City officials signed a memorandum of understanding with the automaker, and they were ironing out a deal to assemble land for the project over the next 60 days.

If enough land is acquired and the tax incentives approved, construction is expected to start later this year. The first new vehicles could be in production by the end of 2020.

The automaker's injection of money and jobs into the Motor City contrasts sharply with news from rival General Motors Co., which announced plans to shutter its Detroit-Hamtramck plant next year and plans to close four others in the U.S. and Canada.

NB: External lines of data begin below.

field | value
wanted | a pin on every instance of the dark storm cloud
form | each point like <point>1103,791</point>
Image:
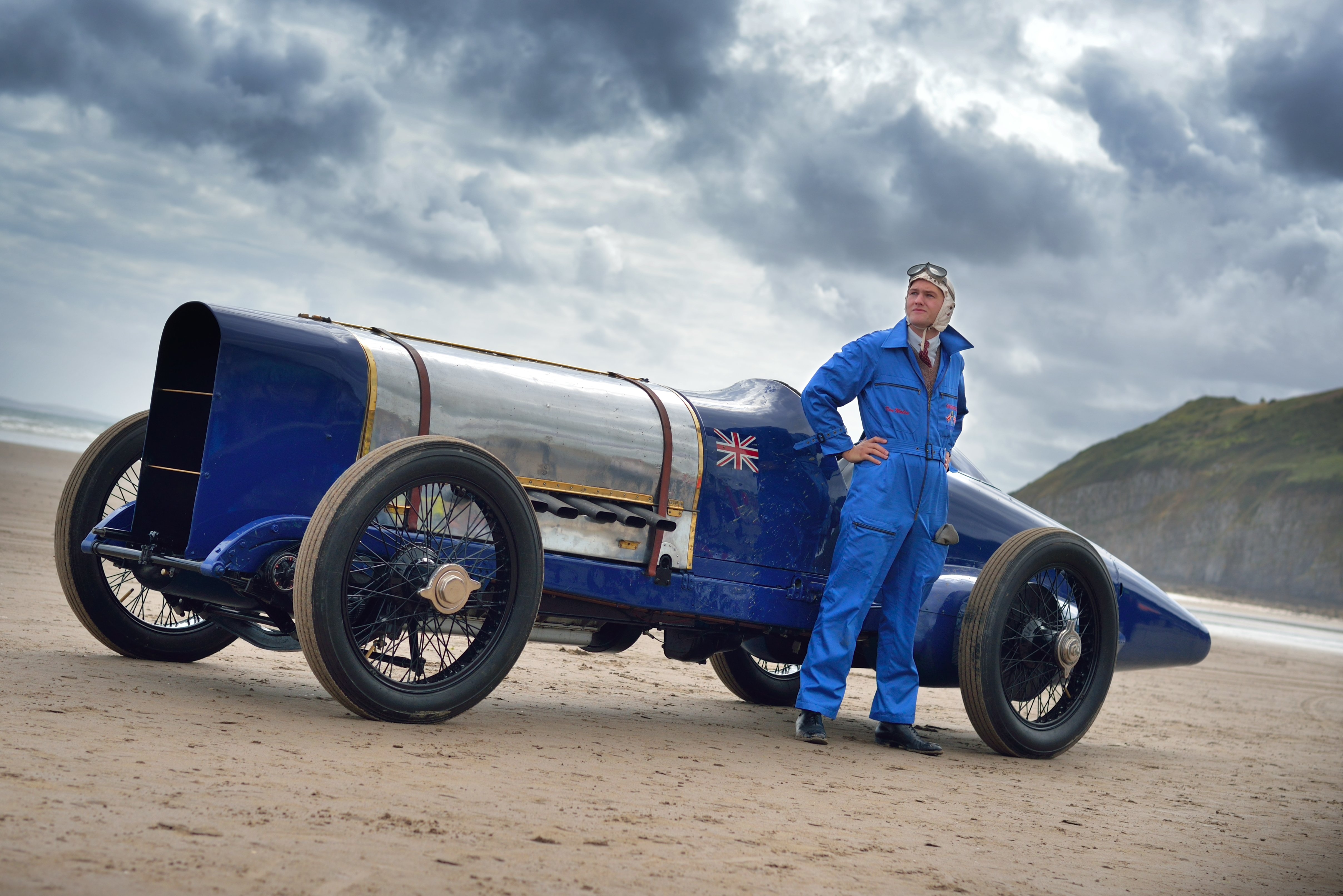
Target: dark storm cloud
<point>1139,129</point>
<point>1292,86</point>
<point>868,191</point>
<point>166,78</point>
<point>570,68</point>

But while Fiat Chrysler is expanding in Michigan, it said it would fire 1,371 of the 5,464 workers at its plant in Belvidere, Ill., or about a quarter of the work force there. The factory, where the company makes Jeep Cherokees, currently employs three crews of workers and runs two 10-hour shifts a day, six days a week. The job cuts take effect May 6, after which the plant will operate two eight-hour shifts, five days a week.

A Fiat Chrysler spokesman said the carmaker had no plans to transfer Belvidere workers to the Michigan plants where jobs are being added.

Detroit officials insisted they would help draw those 5,000 new jobs to the city without displacing any residents. In the early 1980s, thousands of people were relocated and a black and Polish neighborhood known as Poletown was razed for what became GM's Detroit-Hamtramck plant.

Company officials said SUVs remain in demand, with strong sales and growth potential in domestic and overseas markets. The company's chief financial officer told investors in June that trucks and SUVs would account for 80 percent of revenue by 2022.

Union leaders praised the announcement.

"It is especially exciting because these are good union jobs that have been achieved through collective bargaining," United Auto Workers Vice President Cindy Estrada said in a statement. "We now look forward to working with the city and other community leaders on a community benefits agreement that reimagines our city and empowers our citizens to create sustainable communities with long-term viability."

Detroit's history has long been intertwined with the U.S. auto industry, with its attendant peaks and valleys.

Historically, Detroit's job losses have been reflected in its plummeting population. About 1.8 million people lived in Detroit in the 1950s, and Detroit was the nation's fourth-biggest city in 1960. By 2016, it would rank 21st as tens of thousands from the middle class fled to the suburbs. More whites moved away after a riot in 1967. The black middle class made a similar exodus in the next decade.

About the same time, the car plants that provided jobs and helped keep the city running were hiring fewer people. Around 1970, Detroit's unemployment rate was just over 7 percent. It reached 25 percent by 1990. In 2009, the unemployment rate was close to 29 percent.

Today, Detroit has fewer than 700,000 residents. But the city's unemployment rate last fall was down to about 8 percent.

Information for this article was contributed by Jeff Karoub, Corey Williams and David Eggert of The Associated Press and by Neal E. Boudette of The New York Times.